June 11, 2012
They may not be from outer space, but researchers from the University of Colorado Boulder recently announced they have discovered some truly alien life forms in one of the most inhospitable locales on Earth.
Led by Steve Schmidt, a professor of microbiology and the chair of the school's department of ecology and environmental biology, the group visited the barren mountain tops of the Atacama region on the border of Chile and Argentina looking for previously unknown microbes. What they found were organisms that were able to survive in an area where most living beings die before they can even begin to adapt.
Harsh terrain
The Atacama region, in the north of Chile, sits within the famed Ring of Fire and comprises a number of massive volcanoes, some of which reach more than 20,000 feet above sea level. The region even sports the single tallest volcano in the world, Nevado Ojos del Salada, which stands at more than 22,600 feet tall.
While glaciers continue to retreat in places in parts of the Andes, the ice disappeared from the Atacama's mountain tops 48,000 year ago.
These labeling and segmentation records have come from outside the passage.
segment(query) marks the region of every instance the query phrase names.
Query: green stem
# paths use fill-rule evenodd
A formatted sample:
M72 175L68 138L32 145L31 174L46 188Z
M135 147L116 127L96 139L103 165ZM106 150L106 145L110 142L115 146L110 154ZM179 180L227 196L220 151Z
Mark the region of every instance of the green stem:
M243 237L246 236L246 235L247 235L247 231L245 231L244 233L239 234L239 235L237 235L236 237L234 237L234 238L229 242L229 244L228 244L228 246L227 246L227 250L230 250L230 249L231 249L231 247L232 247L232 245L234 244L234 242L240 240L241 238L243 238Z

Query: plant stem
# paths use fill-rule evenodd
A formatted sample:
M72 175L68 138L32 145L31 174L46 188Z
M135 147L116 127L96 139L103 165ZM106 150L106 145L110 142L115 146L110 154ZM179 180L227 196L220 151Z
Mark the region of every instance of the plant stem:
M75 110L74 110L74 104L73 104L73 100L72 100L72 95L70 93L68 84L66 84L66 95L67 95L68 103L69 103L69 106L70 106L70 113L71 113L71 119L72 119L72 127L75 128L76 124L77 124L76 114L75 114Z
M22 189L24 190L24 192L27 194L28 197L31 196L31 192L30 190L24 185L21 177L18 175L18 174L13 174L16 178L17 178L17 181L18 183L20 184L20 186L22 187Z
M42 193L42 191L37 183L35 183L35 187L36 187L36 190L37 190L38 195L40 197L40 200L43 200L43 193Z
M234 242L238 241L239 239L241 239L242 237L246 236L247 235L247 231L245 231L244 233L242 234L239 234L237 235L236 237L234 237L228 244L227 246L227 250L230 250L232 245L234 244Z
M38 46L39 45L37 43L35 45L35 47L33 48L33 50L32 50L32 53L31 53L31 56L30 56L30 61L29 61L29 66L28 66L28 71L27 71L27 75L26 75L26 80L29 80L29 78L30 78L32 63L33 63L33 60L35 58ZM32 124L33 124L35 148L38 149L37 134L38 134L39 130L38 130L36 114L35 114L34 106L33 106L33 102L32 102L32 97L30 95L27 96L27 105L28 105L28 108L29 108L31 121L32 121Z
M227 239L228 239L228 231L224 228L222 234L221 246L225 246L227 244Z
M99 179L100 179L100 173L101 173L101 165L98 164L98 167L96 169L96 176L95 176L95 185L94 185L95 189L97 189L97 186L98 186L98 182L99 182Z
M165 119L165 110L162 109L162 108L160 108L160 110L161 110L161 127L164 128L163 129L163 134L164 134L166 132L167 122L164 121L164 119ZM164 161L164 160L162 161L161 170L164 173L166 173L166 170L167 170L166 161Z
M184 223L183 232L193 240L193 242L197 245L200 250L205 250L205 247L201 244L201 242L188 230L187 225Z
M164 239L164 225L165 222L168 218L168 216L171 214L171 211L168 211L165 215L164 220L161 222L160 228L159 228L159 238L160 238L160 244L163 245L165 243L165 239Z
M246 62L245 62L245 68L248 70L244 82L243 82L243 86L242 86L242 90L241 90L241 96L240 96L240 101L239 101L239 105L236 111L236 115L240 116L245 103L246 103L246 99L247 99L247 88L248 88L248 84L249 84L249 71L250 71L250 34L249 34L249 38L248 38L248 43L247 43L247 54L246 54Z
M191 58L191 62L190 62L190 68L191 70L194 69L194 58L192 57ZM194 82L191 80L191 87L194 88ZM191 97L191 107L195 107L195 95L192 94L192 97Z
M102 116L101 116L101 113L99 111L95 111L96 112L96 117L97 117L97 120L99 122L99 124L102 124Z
With the dry air at their peaks, most of the snow that does fall quickly sublimates, leaving the area incredibly dry. This can lead to dramatic swings in temperature. At one point the team suffered through a frigid night at 14 degree Fahrenheit only to see the temperature reach a blistering 133 degrees Fahrenheit the next day.
At the same time, the thin atmosphere lets through a great deal of ultraviolet light, which can prove damaging to many organisms, and many of the nutrients once present in the soil have since been stripped to filter down the mountainsides.
Remarkable adaptation
Yet despite all the reasons life has to give up and find somewhere else to go, Schmidt's team found a number of hardy microbes that were able to adapt to the harsh conditions. Admittedly, the soil samples the team took saw extremely limited diversity, with only about 20 distinct life forms identified. Normally, only one gram of soil might have thousands of different microbes.
But the organisms they team did find were fascinating in the differences they displayed from most creatures on Earth. Without access to any significant amount of water, the creatures could not rely on photosynthesis. Instead, Schmidt hypothesizes that the creatures use chemical reactions between gases that drift by the mountain tops in small amounts, like carbon monoxide and dimethylsulfide.
"We haven’t formally identified or characterized the species," said CU-Boulder doctoral student Ryan Lynch. "But these are very different than anything else that has been cultured. Genetically, they’re at least 5 percent different than anything else in the DNA database of 2.5 million sequences."
New life brings new possibilities
The first application the researchers intend to put the microbes to is an attempt to compare the conditions they live in with what organisms might be exposed to in places like Mars. Reuters reports the Mars Science Laboratory is scheduled to reach Mars on August 6, and intends to search for signs of preserved life on the red planet.
Scientists have been looking for signs of life elsewhere in the galaxy for years, searching the skies with radio telescopes looking for a coherent signal. But most researchers expect that humanity's best chance of finding alien life probably comes from relatively simple microbes in the harsh environments not unlike the Atacama region. By mapping these conditions, researchers hope they could narrow down the best places to search and to better understand what life can survive.
Beyond the search for life though, biotech engineering research could be able to make use of the new techniques for energy generation these microbes have developed, particularly as more money goes into systems such as oil-producing algae.